Внезапно он засомневался, зачем пришел сюда. Из любопытства? Возможно, это была недостаточно веская причина.
– А сверхфиолетовый ты можешь видеть? – спросила она.
Кип неохотно кивнул. Он сам не знал, почему ему так не хотелось делиться с ней этой информацией.
– Ты хочешь стать Призмой, Кип?
Кажется, ее способность заключалась в том, чтобы задавать вопросы, которые он не желал задавать себе самому.
– Наверное, все об этом думают, – отозвался Кип.
– Ты сам не знаешь, хочешь ты или нет. В глубине души хочешь, но не считаешь себя способным стать таким человеком, как твой отец.
– Вы спятили. – Кип сглотнул.
– Ничего подобного. Что значит спятить, я знаю очень хорошо. Я – Творец. Мы не просто художники, мы хранители истории. Карты – это история. Каждая рассказывает свою правду, свою версию событий. История, которую рассказывают Черные карты, была запрещена, потому что она угрожает… – Старуха в раздумье подняла взгляд к потолку, подбирая нужное слово, потом сдалась. – В общем, это угроза. Можешь понимать как хочешь.
Она принялась курить, погрузившись в размышления.

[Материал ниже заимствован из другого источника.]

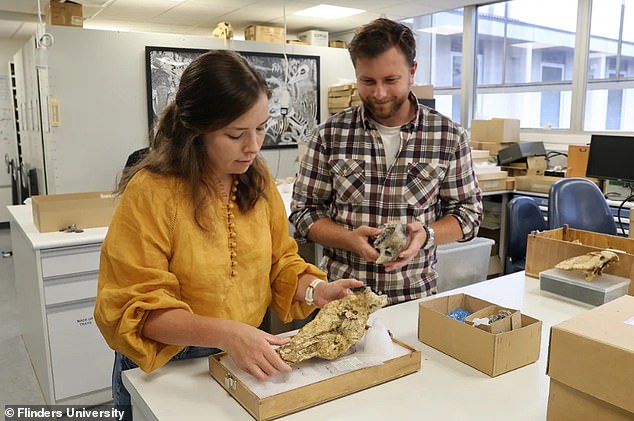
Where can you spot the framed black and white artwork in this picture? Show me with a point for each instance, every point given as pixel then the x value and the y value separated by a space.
pixel 293 81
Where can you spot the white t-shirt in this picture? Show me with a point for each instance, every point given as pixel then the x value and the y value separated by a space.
pixel 391 137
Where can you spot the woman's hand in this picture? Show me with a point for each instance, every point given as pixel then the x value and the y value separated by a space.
pixel 251 350
pixel 325 292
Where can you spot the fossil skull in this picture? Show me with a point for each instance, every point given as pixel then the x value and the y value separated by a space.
pixel 338 325
pixel 391 241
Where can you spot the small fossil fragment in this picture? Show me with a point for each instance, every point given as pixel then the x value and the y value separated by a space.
pixel 391 241
pixel 592 264
pixel 338 325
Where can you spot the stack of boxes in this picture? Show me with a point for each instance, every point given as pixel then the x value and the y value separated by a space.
pixel 342 96
pixel 264 33
pixel 494 134
pixel 490 176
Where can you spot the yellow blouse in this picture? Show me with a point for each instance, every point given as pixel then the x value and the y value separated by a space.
pixel 155 257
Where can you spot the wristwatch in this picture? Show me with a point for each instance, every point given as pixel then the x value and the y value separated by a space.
pixel 309 297
pixel 431 237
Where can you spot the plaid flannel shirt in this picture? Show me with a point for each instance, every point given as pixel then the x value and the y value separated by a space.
pixel 344 176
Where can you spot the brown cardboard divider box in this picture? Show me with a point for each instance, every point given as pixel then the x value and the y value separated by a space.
pixel 84 210
pixel 594 353
pixel 547 248
pixel 303 397
pixel 506 324
pixel 493 354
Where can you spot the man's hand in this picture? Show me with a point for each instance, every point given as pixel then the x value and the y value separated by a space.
pixel 326 292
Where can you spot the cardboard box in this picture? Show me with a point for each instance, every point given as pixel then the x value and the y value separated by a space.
pixel 337 43
pixel 535 183
pixel 313 394
pixel 493 147
pixel 577 161
pixel 594 353
pixel 500 130
pixel 84 210
pixel 67 13
pixel 568 404
pixel 506 324
pixel 423 91
pixel 264 33
pixel 314 37
pixel 521 151
pixel 493 185
pixel 493 354
pixel 547 248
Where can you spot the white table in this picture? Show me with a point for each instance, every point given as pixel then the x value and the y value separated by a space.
pixel 443 389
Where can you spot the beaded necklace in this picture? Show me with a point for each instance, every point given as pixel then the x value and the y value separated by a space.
pixel 228 204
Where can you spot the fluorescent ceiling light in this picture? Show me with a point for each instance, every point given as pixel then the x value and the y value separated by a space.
pixel 326 11
pixel 533 45
pixel 443 30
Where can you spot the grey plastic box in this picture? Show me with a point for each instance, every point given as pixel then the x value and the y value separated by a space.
pixel 572 284
pixel 461 264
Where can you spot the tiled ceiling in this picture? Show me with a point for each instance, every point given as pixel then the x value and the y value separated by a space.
pixel 19 18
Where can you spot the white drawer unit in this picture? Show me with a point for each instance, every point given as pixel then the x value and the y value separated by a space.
pixel 71 288
pixel 56 281
pixel 80 359
pixel 69 260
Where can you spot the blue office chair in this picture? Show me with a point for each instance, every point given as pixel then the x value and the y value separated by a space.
pixel 579 203
pixel 523 217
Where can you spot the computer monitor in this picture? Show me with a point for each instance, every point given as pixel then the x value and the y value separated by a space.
pixel 611 158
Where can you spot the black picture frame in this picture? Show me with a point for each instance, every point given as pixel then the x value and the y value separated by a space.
pixel 293 80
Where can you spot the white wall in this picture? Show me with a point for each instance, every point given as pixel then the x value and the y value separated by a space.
pixel 99 79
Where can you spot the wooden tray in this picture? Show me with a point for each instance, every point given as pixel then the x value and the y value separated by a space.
pixel 313 394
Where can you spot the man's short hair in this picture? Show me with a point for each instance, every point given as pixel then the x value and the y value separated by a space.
pixel 380 35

– То, что я тебе расскажу, – это ересь. Не повторяй это нигде, если тебе дорога жизнь. Это ересь, но это правда. Запомни мои слова и спрячь их подальше, храни их как великую драгоценность. Видишь ли, Кип, существует семь Великих Даров. Одни из них встречаются часто. Другие даются лишь одному человеку в поколении, или раз в столетие. Свет – это истина; на этом основании покоятся все дары. Они связаны с ним: со светом, с истиной, с реальностью. Быть извлекателем – тем, кто работает со светом, – великий дар, но относительно распространенный. Быть Призмой – совсем другое дело. Видящие – те, кто видит суть вещей, – встречаются гораздо, гораздо реже. Мой дар тоже очень редок: я – Зеркало. Мой дар состоит в том, что я не могу нарисовать ложь. И мой дар говорит мне, что твой отец хранит две тайны. Причем ты, Кип, не являешься ни одной из них.